Assistant Fire Chief John "Jack" Colangeli has been selected as Malden's next chief, Mayor Gary Christenson said Tuesday.
Colangeli, 60, is a 32-year veteran of the Malden Fire Department and has been a deputy chief since 1990, serving as head of the fire prevention division and investigation unit. His late father, John, also was a longtime Malden firefighter.
Meanwhile, Captain Doug Perrigo will serve as acting police chief during the selection process to replace James Holland, who also is retiring.
A panel appointed by Christenson recommended Colangeli for the job after a review of candidates that included all five deputy chiefs.

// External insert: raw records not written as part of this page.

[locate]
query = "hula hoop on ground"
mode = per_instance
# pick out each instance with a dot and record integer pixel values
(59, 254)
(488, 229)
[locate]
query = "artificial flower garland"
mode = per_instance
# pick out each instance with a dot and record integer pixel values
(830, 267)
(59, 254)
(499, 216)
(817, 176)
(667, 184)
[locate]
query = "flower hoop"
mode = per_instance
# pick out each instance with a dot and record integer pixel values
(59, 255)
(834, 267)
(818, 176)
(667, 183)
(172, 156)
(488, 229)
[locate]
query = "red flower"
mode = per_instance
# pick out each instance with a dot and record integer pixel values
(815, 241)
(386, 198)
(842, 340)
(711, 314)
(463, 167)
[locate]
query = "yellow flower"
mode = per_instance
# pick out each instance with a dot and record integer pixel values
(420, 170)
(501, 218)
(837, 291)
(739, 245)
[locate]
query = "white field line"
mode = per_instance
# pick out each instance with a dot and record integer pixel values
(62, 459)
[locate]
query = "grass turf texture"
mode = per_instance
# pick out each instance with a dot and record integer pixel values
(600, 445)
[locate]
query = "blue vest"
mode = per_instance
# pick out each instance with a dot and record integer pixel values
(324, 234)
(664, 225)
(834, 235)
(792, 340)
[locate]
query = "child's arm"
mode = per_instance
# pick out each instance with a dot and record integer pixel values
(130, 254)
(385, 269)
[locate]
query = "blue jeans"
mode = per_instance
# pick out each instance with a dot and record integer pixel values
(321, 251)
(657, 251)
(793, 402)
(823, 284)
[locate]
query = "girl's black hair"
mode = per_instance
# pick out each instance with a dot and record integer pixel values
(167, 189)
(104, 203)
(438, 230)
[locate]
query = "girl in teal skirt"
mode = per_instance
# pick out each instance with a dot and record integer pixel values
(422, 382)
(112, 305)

The panel formally recommended Colangeli Feb. 11. Christenson signed off last Friday, after reviewing the recommendation and the other candidates with city Fire Commissioner Thomas Denehy, he said.

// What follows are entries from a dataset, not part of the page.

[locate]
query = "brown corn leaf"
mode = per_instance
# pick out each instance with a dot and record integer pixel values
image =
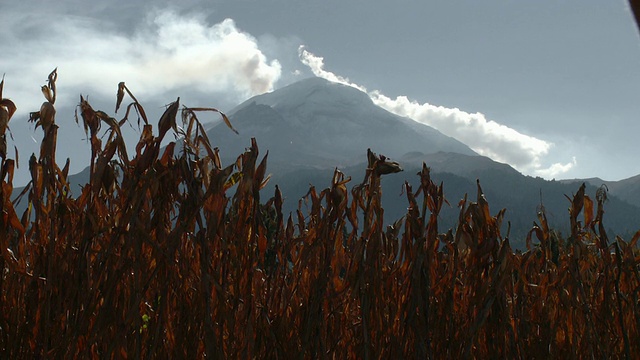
(120, 95)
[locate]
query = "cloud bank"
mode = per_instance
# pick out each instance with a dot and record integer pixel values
(165, 51)
(486, 137)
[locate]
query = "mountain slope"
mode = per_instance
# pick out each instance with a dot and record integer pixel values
(316, 123)
(626, 189)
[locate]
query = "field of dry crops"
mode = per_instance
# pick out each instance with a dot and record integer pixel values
(155, 258)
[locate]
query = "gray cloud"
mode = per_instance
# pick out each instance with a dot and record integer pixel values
(166, 51)
(487, 137)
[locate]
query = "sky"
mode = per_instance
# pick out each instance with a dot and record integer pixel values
(549, 87)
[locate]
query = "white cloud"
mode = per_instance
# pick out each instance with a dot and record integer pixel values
(486, 137)
(166, 51)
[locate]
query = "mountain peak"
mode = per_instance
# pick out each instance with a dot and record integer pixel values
(318, 123)
(314, 91)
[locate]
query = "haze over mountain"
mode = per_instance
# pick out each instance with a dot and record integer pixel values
(317, 123)
(313, 126)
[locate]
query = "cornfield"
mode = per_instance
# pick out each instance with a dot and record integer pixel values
(167, 253)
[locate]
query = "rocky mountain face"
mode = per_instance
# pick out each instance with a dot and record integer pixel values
(313, 126)
(318, 124)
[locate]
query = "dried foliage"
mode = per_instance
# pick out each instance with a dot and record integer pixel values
(157, 259)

"It was important to me to have someone who would not only be fire chief, but an ambassador of the community," Christenson said. "In my opinion, he has done a superb job of that."
Colangeli has regularly served as the Fire Department liaison at city public safety meetings and has expertise in fire prevention, Christenson said. He has received training and taken courses at Bunker Hill Community College, North Shore Community College and UMass.

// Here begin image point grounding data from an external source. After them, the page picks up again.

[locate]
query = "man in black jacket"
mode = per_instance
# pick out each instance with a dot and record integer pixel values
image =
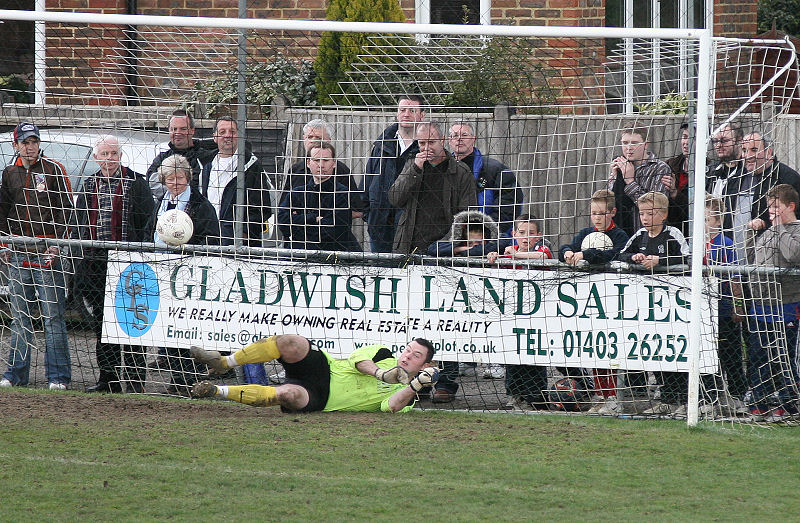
(389, 155)
(315, 132)
(115, 204)
(495, 184)
(181, 141)
(217, 182)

"I look forward to working with the men and women of our Department, the Commissioner, Mayor, City Council, and the residents on our shared commitment to provide quality and responsive public safety services to Malden," Colangeli said in a prepared statement.
Fire Chief Michael Murphy will retire at the end of the month and Colangeli will take over as acting chief, Christenson said. A contract must be negotiated before he can take over the job permanently. Murphy's salary for fiscal year 2013 is $131,324, according to figures from the city's approved budget.
The panel that recommended Colangeli included Denehy; City Councilor Peg Crowe; Human Resources director Eleanor Cushing; former Boston Fire Department commissioner Paul Christian, and Dennis Cataldo of Cataldo Ambulance Service.
Christenson said he expected to negotiate a contract in coming weeks and have Colangeli officially sworn in some time in March.
The city's next major personnel task is selecting a new police chief. Holland turns 65 — the mandatory retirement age for police officers in Massachusetts — on Feb. 26. A panel was formed to review candidates, but is not expected make a recommendation before Holland leaves, Christenson said.
Perrigo is not a candidate for the perminent job and plans to retire voluntarily in March, Christenson said. Perrigo served as acting chief in 2010 before Holland was appointed chief. The police chief panel has been instructed to review internal candidates first, and only consider outside options if all of the applicants are unsatisfactory, Christenson said.